- Born: Giessen, Germany
- Education: University of Giessen, Max Planck Institute for Biophysical Chemistry
- Scientific career
- Fields: X-ray physics, Physical Chemistry
- Workplaces: DESY, Goettingen University
- Thesis: (1997)

= Simone Techert =

X-ray physicist

Simone Techert is an X-ray physicist and physicochemist. She develops methods for time-resolved X-ray experiments to illuminate chemical molecular processes for example 'filming' chemical reactions in real time.

== Biography ==
Techert studied chemistry from 1988 to 1993 at the University of Giessen. She graduated in 1994. She finished her doctorate at the Max Planck Institute for Biophysical Chemistry in Göttingen in 1997. The title of her doctoral thesis was "Spectroscopy and charge separation. Theoretical and experimental studies on pyrene derivatives".

Afterwards, she worked as a scientist at the European Synchrotron Radiation Facility (ESRF) in Grenoble, until she returned to the Max Planck Institute as a group leader in 2001. She was the head of the Minerva group from 2006 to 2012. She has been a professor of physical chemistry since 2004. Since 2008 she has been a lecturer at the International Research School for Molecular Biophysics at the Göttingen Research Campus. In 2013, she became a professor at the University of Göttingen with a connection to the Helmholtz Association and the German Electron Synchrotron (DESY) in Hamburg. She is a Leading Scientist in the group "Chemical Structural Dynamics" at DESY.

== Awards ==
- 1999: "Prime de Performance" award of the "European Synchrotron Radiation Facility" (ESRF)
- 2001–2004: Emmy Noether grant from the German Research Foundation
- 2002–2006: Karl Winnacker grant from the Aventis Foundation
- 2005: X-ray prize from the Liebig University Gießen for ultrashort dynamics in organic solids with time-resolved X-rays.
- 2007: Bronze medal in the chemical industry
- 2013: Morino Lectureship

== Research area ==
Techert conducts research in the field of physical chemistry. She has specialized in time-resolved methods in X-ray physics, time-resolved structure determination and time-resolved spectroscopy.
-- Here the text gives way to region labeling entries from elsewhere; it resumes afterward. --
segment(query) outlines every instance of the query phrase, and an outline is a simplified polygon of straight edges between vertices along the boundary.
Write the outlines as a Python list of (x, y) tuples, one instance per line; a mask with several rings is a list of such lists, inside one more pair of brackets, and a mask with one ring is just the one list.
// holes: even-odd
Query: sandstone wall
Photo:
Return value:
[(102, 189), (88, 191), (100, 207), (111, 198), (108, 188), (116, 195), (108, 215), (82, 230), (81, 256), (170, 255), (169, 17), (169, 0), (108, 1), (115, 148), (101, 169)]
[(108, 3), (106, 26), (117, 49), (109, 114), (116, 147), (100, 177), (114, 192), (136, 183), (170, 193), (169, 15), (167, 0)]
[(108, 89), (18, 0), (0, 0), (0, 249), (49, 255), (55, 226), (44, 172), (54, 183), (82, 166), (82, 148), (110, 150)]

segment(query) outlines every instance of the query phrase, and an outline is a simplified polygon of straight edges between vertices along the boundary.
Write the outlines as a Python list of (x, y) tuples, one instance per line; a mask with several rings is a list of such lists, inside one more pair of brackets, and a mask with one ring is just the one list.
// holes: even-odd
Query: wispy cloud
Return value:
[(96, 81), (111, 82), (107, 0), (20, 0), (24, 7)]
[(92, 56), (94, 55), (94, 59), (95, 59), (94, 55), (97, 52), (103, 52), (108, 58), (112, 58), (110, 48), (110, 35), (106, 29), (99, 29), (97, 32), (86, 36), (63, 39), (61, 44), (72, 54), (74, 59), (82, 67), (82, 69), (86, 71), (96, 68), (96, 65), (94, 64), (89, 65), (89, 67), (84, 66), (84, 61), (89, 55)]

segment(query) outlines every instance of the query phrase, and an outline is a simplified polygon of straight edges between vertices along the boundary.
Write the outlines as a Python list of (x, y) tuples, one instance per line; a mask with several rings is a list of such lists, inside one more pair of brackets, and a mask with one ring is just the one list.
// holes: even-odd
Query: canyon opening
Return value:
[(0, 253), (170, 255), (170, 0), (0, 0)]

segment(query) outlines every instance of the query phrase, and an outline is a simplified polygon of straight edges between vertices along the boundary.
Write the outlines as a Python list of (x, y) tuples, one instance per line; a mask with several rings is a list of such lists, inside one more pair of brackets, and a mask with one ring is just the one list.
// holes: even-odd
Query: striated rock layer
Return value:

At DESY she works with her research group on the structural dynamics of chemical systems, especially the development of time-resolved X-ray experiments, their application and optimization for the investigation of elementary chemical processes and structure-dynamic relationships in chemical reactions, ie the "filming" of chemical reactions in real time. Her research team succeeded in 2010 in using the radiation from a free-electron laser to investigate chemical reactions. She worked on the experimental recording of hydrogen bonds as part of the Helmholtz working group. In 2017 her research (with collaborators) using time-resolved x-ray methods, laid the foundation for a new type of solar cell.

== Publications (selected, peer reviewed) ==

- S. Techert, F. Schotte and M. Wulff, Picosecond X-ray Diffraction Probed Transient Structural Changes in Organic Solids, Physical Review Letters 86 (2001) 2030.
- E. Collet, M.-H. Lemee-Cailleau, M. B.-L. Cointe, H. Cailleau, M. Wulff, T. Luty, S.-Y. Koshihara, M. Meyer, L. Toupet, P. Rabiller and S. Techert, Light-induced Ferroelectric Structural Order in an Organic Charge-Transfer Crystal Science 300 (2003) 612.
- I. Rajkovic, G. Busse, J. Hallmann, R. More, M. Petri, W. Quevedo, F. Krasniqi, A. Rudenko, T. Tschentscher, N. Stojanovic, S. Düsterer, R. Treusch, M. Tolkiehn and S. Techert, Diffraction Properties of Periodic Lattices under Free Electron Laser Radiation, Physical Review Letters 104 (2010) 125503.
- R. Boll, D. Anielski, C. Bostedt, J. D. Bozek, L. Christensen, R. Coree, S. De, P. Decleva, S. W. Epp, B. Erk, L. Foucar, F. Krasniqi, J. Kuepper, A. Rouzuee, B. Rudek, A. Rudenko, S. Schorb, H. Stapelfeldt, M. Stener, S. Stern, S. Techert, et al., Femtosecond Photoelectron Diffraction on Laser-Aligned Molecules: Towards Time-Resolved Imaging of Molecular Structure, Phys. Rev. A - Rapid Comm. 88 (2013), 061402-7(R).
- P. Wernet, K. Kunnus, I. Josefsson, I. Rajkovic, W. Quevedo, M. Beye, S. Schreck, S. Grübel, M. Scholz, D. Nordlund, W. Zhang, R. W. Hartsock, W. F. Schlotter, J. J. Turner, B. Kennedy, F. Hennies, F. M. F. de Groot, K. J. Gaffney, S. Techert et al., Orbital-specific Mapping of the Ligand Exchange Dynamics of Fe(CO)5 in Solution, Nature 520 (2015) 78.